Thanong reaffirms obligation to rescue package

PUBLISHED : Wednesday, 24 September, 1997, 12:00am
UPDATED : Wednesday, 24 September, 1997, 12:00am

Thai Finance Minister Thanong Bidaya says his government remains committed to an economic reform programme under a US$17.2 billion IMF-arranged rescue package.

On the same day the IMF gave full marks to Thailand for implementing the tough adjustment plan and predicted the baht would rebound.

IMF first deputy managing director Stanley Fischer said the IMF-imposed programme was being implemented 'extremely rapidly'.

'Let [them] get some respect on the speed with which the authorities are moving,' he said, noting that the programme was less than two months old and considerable progress already had been achieved.

'With the implementation now set to proceed to the next stage . . . we are confident the markets will come to realise the strength of this programme and the determination of the authorities to restore the health of the economy,' Mr Fischer said.

The rescue deal was drawn up after the collapse of the baht when it was floated on July 2.

Mr Thanong said: 'There is full political consensus on these issues and there should be no further doubt, or question about the direction we are determined to move.' He said he wanted to 'restore the full confidence' of domestic and international investors.
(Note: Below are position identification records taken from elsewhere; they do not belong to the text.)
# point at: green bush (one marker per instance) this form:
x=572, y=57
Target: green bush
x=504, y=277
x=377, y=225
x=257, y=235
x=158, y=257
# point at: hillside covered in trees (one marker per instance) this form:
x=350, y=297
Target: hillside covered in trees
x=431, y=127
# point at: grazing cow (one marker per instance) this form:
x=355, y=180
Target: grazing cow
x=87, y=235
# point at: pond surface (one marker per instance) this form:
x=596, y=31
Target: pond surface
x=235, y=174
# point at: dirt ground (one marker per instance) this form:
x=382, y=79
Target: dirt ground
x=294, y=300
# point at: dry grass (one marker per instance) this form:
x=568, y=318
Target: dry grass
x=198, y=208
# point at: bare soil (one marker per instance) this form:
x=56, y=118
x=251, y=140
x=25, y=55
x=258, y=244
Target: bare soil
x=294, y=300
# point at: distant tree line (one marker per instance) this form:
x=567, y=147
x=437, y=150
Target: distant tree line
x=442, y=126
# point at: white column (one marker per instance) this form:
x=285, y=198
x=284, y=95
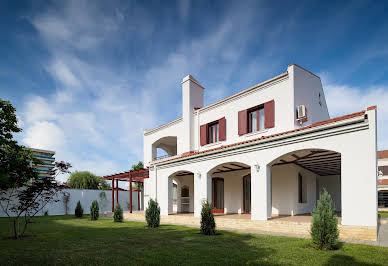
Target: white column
x=261, y=192
x=202, y=191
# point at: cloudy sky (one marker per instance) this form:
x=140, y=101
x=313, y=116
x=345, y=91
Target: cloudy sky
x=87, y=77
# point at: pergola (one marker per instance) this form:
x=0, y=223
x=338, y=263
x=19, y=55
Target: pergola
x=130, y=176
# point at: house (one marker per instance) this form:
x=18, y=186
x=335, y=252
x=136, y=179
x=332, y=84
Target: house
x=47, y=166
x=266, y=151
x=382, y=179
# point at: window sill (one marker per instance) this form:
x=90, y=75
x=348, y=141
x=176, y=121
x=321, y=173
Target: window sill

Thailand would return to long-term sustainable growth within three years.

Mr Thanong said in the medium term he aimed to improve the competitiveness of Thai exports and cut the current account deficit from 8 per cent in 1996 to 5 per cent this year and 3 per cent next year.

Thailand has taken steps to meet the financial criteria of the IMF programme with the approval of a budget reduction and the implementation of a higher value-added tax.

The hard part - the financial sector - remains to be dealt with.

In a package to be announced on October 15, Thailand will reveal details on how the financial sector will be strengthened, and the fate of 58 suspended financial institutions.

'The problems of financial-sector rehabilitation are a major concern,' Mr Thanong said.

'We regard our present difficulties as offering the opportunity to solve the fundamental problems of the system in a transparent way so that it can better manage the risk and rewards of large capital inflows.' Regaining the confidence of depositors, creditors and investors would be the first plank of the plan.

The plan would also seek to restore the solvency, profitability and liquidity of the broader financial system.

Limits on foreign participation would be liberalised to broaden sources of capital, creditors would take losses in the suspended finance companies and strict criteria would be applied to reviving them, he said.